Como por ejemplo el uso del agua, el liquido elemento anda ligado tanto al bautismo católico, como a las clásicas pruebas de valor juvenil, aquellas donde los jóvenes consideran importante saltar desde una altura considerable sobre el agua para mostrar su hombría ante los demás. También el agua aparece a la hora de imponer castigos, como cuando el más pequeño reta la autoridad paterna y es abandonado a la intemperie del aguacero. Un jarro demasiado frío como para recuperar la esperanza de un destino feliz.
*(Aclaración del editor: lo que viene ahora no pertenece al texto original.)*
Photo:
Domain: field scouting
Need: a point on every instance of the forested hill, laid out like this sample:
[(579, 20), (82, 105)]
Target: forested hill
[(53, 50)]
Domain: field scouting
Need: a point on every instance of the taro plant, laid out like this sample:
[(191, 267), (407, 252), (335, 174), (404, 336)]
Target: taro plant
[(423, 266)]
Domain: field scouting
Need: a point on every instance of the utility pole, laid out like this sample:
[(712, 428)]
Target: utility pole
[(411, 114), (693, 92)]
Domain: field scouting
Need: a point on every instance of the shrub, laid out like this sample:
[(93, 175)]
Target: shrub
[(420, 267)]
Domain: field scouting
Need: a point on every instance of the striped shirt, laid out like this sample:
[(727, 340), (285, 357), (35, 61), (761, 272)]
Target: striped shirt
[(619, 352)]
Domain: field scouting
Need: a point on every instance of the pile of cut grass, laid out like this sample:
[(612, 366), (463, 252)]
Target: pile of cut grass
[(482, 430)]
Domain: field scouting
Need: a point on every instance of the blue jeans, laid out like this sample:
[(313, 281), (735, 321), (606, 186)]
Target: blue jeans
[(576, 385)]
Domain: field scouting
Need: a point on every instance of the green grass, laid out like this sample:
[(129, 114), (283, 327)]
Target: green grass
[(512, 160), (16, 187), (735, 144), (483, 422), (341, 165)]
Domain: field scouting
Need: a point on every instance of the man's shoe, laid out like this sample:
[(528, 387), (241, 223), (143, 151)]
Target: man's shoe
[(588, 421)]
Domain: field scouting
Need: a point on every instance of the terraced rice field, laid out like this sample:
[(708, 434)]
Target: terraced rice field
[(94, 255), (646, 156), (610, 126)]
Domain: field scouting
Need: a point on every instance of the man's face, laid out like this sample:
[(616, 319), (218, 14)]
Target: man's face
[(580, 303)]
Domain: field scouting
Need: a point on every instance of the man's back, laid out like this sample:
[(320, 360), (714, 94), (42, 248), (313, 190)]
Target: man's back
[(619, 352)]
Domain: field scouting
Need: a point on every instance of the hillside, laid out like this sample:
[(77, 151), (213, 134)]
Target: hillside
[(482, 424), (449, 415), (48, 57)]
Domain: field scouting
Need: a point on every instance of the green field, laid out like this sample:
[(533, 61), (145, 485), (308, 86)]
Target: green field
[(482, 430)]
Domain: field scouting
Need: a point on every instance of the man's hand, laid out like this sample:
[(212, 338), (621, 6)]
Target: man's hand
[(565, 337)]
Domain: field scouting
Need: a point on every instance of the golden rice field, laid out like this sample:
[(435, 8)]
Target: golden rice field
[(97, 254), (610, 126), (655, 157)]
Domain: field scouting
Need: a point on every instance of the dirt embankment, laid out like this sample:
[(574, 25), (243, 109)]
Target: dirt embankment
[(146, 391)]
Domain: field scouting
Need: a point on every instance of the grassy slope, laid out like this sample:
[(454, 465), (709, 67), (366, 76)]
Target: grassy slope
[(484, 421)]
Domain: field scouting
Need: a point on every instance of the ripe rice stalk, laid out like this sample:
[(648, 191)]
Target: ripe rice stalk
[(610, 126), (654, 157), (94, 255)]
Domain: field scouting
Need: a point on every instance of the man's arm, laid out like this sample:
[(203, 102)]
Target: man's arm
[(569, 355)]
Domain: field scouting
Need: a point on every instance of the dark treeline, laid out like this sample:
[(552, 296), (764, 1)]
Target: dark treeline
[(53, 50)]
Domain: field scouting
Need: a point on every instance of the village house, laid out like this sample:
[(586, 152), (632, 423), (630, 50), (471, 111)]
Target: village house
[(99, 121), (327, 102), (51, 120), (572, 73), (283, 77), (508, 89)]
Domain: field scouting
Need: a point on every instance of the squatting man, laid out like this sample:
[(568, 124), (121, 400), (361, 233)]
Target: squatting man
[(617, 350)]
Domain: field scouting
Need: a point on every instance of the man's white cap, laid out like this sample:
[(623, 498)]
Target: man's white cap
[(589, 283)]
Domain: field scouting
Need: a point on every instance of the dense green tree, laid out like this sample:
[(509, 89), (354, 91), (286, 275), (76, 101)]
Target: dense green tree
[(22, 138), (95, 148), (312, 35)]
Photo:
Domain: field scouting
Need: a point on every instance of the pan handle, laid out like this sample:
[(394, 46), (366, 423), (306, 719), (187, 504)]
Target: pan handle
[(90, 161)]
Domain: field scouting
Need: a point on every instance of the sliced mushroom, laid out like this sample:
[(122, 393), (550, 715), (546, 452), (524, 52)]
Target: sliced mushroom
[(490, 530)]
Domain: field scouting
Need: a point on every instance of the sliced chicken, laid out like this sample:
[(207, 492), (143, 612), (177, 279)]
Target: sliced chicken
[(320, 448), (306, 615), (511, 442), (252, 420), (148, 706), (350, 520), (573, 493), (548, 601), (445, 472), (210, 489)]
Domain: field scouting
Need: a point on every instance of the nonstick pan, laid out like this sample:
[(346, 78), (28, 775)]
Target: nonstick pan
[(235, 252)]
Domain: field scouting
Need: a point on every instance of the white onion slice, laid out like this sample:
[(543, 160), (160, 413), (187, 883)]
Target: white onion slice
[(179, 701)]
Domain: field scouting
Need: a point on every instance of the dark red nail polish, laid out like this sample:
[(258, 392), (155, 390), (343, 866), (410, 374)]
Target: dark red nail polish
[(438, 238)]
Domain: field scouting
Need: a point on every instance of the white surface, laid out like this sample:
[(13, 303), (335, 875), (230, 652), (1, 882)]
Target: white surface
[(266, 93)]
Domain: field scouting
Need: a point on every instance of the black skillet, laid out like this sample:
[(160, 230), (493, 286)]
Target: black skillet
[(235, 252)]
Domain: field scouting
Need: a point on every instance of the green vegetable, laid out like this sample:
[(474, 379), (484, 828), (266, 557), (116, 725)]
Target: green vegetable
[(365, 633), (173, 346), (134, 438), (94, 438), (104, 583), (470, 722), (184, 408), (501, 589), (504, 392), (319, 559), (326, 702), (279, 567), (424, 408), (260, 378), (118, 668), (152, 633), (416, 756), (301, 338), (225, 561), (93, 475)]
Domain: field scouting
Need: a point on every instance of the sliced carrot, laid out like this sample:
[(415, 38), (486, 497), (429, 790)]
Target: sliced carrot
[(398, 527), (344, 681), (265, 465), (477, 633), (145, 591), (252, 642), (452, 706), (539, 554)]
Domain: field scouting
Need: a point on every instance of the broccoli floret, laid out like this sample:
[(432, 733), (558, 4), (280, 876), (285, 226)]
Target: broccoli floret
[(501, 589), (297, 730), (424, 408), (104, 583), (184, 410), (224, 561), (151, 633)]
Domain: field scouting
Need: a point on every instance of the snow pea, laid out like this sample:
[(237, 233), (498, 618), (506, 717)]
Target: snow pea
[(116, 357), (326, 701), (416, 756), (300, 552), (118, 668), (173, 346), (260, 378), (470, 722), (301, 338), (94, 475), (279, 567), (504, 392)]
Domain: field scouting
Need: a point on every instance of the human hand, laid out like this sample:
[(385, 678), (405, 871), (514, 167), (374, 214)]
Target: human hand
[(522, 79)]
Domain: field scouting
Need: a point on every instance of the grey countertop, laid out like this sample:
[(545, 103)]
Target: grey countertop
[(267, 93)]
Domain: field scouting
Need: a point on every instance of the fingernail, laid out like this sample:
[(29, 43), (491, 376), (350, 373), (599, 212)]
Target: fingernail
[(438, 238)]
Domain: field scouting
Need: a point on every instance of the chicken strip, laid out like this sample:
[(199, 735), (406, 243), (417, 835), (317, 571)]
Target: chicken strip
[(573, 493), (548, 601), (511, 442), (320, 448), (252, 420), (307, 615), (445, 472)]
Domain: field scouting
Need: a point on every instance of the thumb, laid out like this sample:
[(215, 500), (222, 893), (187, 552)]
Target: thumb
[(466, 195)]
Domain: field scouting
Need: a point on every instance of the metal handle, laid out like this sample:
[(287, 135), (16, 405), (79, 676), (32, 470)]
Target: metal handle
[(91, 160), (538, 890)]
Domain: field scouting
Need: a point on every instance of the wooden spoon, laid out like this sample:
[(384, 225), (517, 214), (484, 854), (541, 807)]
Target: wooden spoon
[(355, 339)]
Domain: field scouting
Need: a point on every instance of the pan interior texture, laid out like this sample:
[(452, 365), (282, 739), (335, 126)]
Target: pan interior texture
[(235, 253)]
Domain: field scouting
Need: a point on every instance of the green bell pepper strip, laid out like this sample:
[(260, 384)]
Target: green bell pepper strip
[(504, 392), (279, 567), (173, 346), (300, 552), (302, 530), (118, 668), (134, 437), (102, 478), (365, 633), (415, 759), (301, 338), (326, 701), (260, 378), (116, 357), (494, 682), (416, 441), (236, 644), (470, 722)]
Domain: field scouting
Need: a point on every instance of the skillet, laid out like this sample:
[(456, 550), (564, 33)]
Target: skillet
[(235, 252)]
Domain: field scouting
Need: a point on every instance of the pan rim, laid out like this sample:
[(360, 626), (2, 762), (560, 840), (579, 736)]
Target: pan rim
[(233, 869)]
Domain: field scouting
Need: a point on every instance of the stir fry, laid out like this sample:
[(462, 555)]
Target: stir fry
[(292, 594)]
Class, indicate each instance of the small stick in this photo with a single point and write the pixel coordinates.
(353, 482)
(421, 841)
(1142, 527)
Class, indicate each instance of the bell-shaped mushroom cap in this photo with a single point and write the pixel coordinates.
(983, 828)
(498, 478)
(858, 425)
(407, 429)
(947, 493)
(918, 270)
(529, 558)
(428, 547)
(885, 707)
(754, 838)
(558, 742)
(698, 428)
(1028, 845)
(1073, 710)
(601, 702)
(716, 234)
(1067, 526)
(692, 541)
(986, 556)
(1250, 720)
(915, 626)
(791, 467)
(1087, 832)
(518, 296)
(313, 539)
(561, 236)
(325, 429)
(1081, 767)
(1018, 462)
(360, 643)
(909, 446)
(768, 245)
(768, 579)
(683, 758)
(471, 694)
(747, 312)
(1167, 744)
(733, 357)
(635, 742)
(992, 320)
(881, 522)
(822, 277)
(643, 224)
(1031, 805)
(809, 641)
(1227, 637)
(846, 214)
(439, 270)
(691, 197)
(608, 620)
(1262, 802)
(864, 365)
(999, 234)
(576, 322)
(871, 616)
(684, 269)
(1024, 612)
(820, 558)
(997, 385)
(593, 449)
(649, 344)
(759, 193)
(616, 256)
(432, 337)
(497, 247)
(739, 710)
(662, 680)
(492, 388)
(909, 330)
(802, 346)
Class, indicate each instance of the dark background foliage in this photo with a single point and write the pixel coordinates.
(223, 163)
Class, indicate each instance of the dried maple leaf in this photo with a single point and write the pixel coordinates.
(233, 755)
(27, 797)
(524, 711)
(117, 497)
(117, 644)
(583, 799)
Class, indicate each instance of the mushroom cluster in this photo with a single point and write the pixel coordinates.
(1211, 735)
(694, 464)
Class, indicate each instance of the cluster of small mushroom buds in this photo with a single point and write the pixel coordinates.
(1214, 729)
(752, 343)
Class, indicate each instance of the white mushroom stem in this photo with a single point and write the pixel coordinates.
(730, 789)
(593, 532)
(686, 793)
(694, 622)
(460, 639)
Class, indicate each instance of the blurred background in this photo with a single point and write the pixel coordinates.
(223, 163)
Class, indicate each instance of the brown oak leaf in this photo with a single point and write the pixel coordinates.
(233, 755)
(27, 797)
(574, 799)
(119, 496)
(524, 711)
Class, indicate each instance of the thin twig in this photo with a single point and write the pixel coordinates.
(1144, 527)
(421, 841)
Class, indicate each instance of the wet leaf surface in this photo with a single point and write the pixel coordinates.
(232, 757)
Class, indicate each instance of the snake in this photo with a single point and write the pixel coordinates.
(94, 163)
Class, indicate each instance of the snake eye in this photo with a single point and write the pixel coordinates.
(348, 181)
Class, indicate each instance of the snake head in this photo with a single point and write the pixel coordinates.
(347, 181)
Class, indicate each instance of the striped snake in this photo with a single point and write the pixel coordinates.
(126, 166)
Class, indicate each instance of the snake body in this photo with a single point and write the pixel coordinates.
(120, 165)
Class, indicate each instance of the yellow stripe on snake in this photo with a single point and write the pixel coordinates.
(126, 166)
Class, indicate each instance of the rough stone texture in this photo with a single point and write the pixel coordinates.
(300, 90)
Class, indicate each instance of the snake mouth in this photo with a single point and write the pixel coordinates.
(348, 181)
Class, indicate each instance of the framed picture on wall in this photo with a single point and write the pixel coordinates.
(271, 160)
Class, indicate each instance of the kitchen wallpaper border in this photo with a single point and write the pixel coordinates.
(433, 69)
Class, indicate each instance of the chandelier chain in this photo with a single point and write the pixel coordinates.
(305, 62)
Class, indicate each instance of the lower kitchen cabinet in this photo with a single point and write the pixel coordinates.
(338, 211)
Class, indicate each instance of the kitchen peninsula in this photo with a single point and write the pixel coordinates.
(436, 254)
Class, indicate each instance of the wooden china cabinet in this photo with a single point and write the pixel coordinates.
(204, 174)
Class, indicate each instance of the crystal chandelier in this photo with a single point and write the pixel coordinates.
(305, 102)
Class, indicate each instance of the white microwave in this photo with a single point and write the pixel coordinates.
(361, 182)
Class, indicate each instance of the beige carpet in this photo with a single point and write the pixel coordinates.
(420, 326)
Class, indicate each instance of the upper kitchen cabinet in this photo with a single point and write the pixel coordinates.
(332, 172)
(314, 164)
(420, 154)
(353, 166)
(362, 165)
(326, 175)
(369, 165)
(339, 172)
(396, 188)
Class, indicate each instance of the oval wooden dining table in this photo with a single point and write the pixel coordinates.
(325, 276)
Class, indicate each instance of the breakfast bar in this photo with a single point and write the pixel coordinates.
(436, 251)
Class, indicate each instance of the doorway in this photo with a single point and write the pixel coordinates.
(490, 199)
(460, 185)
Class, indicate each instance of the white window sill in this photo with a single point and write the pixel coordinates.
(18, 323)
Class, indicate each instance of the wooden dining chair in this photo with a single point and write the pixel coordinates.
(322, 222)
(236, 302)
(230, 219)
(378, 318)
Sobre todo cuando la solución pasa por ir hasta una isla abandonada, guiados por un barquero más cercano a la figura de Caronte, que a la del padre Abraham, tras superar los chicos un verdadero diluvio para poder alcanzar la costa. En esa isla deberían darse algunas respuestas, las que siempre busca el espectador y en este caso llevan tiempo ocultas, escondidas, como un tesoro bajo tierra. Aunque seguramente el premio esté dentro de la imaginación que provoca el visionado de una película tan apasionante como el debut de Andrey Zvyagintsev.